# What is your favorite text-based WWW browser?



## Spartrekus (Feb 3, 2019)

Hello,

A text-based browser is an important software on BSD.

At engineer school, we used _w3m_ as the regular text-based WWW browser (maybe about 20 years ago). _Links_ was not so much employed at school yet. At that time, a similar application was the famous text-based browser _Lynx_.  I remember that _netscape_ with graphical applications was fairly sufficient to browse the web.

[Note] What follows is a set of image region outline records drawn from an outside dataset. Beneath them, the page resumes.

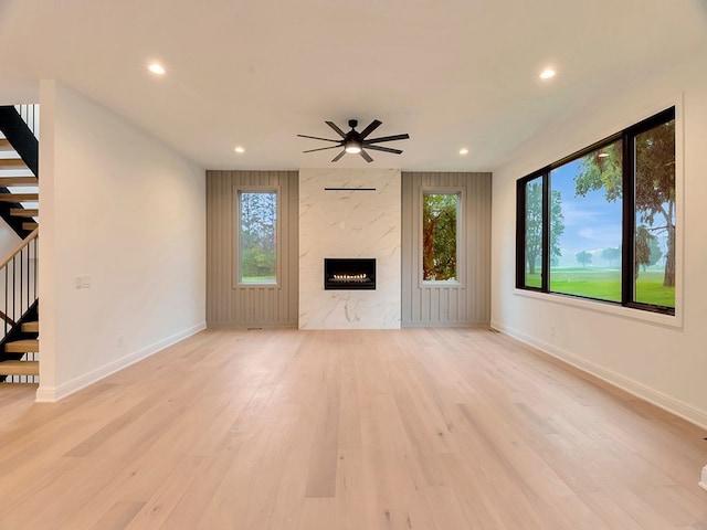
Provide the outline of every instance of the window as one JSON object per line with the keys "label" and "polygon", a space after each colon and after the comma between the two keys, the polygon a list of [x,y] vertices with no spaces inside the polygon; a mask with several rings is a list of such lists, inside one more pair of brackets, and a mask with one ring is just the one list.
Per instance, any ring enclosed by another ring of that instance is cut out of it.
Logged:
{"label": "window", "polygon": [[277,284],[277,191],[236,190],[239,284]]}
{"label": "window", "polygon": [[422,193],[422,279],[458,282],[460,192]]}
{"label": "window", "polygon": [[675,108],[518,181],[516,286],[675,314]]}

I just rediscover _w3m_, which is actually pretty cool. So, here a first list:

lynx (oldest and great)
fm
w3m
links
elinks (advanced, reliable, fast and so on)
links (text and graphical for X11)
...

What is your favorite text-based WWW browser?

I wish you a pleasant day.
Kind regards

--
At school, the cool thing was to _ssh_ under _icewm_ to a distant machine. The machines were quite slow at that time, and KDE was not possible. There was _icewm_ on all workstation. We could write our reports  together, this on a same documents and locally on the distant machine. We browsed the web with w3m, get information, and write further, this just over _ssh_.


----------



## fernandel (Feb 3, 2019)

Web browser www/lynx start to be on my computers, if I remember correct, on 1995.


----------



## ~rami (Feb 3, 2019)

Lynx is my favourite, but I've recently started using eww when I'm programming and I quite like it.


----------